Все сомнения, все ревнивые подозрения, которые Александра считала надежно похороненными, вмиг вернулись. Она бесшумно двинулась к мужу, который стоял, держа в своих руках руку Эллы, и что-то быстро, горячо говорил ей, пытаясь заглянуть в ее глаза.
– Да нет же, – растерянно сказала
– Я уеду один, вернусь к ее родам, – сказал Павел. – Если бы ты только знала, как я проклинаю себя за то, что приехал! Все спокойствие, которое было мною достигнуто в чудесной Греции, рухнуло в тот миг, когда я увидел тебя снова. Я как курильщик опиума – понимаю, что это яд, но не могу отказаться от счастья видеть тебя, говорить с тобой, мечтать о тебе.
Элла резко отвернулась, выдернула руку из его руки, но не ушла: продолжала слушать, и лицо ее, которое было видно Александре в профиль, выражало только одно: безудержное счастье!
– Прошу тебя, не отговаривай меня при Сергее, поддержи меня. И позаботься об Александре, пока меня не будет здесь.
– Ну, Александра вполне обойдется без моей заботы, – обиженно проговорила Элла. – Сергей носится с ней, как… Как будто это она его любимая жена, а не я!
– Господи, да ты что, ревнуешь его? – изумленно воскликнул Павел. – Ревнуешь своего мужа к моей жене?! Да ведь это же…
– Ваше высочество! – услышала Александра встревоженный оклик мадемуазель Шармер.
– Матушка Александра Георгиевна! – вторил ей Волков.
Элла и Павел оглянулись – и увидели Александру – совсем рядом. Растерянность, стыд, ужас отразились в глазах Павла, а лицо Эллы, напротив, прояснилось, и голос ее зазвучал с лживой заботливостью:
– Дорогая, вы проснулись?
Видеть ее, слышать ее Александра больше не могла. Она повернулась – и кинулась прочь, не разбирая дороги. Она пробежала только несколько шагов, когда едва завязанные ремешки ее сандалий распустились, она споткнулась, нелепо взмахнула руками, пытаясь удержаться на ногах, и тяжело упала лицом вниз.

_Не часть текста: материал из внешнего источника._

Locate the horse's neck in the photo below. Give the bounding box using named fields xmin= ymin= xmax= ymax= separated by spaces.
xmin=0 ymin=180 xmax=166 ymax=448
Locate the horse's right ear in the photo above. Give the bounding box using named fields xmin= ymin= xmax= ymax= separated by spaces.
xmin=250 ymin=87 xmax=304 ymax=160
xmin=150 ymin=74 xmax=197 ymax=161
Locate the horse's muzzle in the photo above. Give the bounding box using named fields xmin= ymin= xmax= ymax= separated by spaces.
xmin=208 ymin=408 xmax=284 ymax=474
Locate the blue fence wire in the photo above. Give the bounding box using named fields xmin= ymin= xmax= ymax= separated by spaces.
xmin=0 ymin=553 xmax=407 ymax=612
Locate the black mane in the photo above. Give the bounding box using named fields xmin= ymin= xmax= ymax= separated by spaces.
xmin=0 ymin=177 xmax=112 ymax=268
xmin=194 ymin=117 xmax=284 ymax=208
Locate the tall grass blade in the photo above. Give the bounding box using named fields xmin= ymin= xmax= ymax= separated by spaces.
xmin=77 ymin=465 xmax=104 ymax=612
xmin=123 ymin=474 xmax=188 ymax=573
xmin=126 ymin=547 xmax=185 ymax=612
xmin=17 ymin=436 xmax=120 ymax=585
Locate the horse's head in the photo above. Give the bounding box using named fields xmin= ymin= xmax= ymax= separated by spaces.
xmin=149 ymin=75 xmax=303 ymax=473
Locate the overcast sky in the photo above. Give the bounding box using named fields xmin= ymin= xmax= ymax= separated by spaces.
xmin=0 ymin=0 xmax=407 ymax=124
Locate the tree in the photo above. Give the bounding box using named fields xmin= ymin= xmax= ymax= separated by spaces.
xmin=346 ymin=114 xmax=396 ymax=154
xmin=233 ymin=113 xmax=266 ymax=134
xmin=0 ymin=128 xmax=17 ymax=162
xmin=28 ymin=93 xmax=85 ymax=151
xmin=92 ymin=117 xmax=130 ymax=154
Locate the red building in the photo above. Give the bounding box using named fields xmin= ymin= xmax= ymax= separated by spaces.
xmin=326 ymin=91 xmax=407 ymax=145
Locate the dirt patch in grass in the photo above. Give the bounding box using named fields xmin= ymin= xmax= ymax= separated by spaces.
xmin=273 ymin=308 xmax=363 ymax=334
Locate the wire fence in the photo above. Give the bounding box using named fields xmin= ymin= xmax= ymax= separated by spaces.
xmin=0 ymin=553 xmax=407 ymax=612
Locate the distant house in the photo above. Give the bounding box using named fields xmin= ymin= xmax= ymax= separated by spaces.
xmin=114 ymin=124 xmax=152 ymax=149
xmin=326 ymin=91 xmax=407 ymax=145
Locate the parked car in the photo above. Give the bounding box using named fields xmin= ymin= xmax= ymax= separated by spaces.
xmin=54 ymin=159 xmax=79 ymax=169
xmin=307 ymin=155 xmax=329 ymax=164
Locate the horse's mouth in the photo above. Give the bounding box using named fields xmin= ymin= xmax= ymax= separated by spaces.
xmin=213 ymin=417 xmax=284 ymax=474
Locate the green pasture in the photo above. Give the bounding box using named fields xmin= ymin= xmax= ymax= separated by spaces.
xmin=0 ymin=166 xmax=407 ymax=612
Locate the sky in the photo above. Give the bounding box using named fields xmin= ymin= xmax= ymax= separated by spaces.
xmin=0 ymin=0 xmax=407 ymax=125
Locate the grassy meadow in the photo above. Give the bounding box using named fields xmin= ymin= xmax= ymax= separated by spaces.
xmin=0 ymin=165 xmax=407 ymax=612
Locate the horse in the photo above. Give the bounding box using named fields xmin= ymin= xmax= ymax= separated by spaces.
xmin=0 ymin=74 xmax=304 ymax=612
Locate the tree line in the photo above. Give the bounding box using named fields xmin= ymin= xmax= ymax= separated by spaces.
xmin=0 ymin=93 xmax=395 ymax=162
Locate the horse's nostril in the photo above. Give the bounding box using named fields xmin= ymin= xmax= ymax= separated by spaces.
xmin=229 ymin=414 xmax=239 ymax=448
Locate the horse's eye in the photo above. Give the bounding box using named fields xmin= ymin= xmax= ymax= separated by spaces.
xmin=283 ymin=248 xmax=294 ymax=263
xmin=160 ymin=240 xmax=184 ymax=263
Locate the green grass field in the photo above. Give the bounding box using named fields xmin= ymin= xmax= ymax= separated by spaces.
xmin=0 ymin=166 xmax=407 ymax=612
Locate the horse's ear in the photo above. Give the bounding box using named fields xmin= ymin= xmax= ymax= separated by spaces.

…Она была без сознания, пока ее несли в дом. Но в усадьбе не было ни одного акушера, поэтому Сергей Александрович срочно отправил в Москву фельдъегеря с письмами к своему собственному лейб-хирургу и врачам Странноприимной больницы, которые считались специалистами по преждевременным родам.
Прибывшие доктора нашли Александру впавшей в кому. Состояние ее было безнадежно, и врачи не стали скрывать этого от владельцев Ильинского. Элла лишилась чувств. Все остальные были в таком ужасном состоянии, что почти не обратили на это внимания, одна мадемуазель Шармер ухаживала за ней.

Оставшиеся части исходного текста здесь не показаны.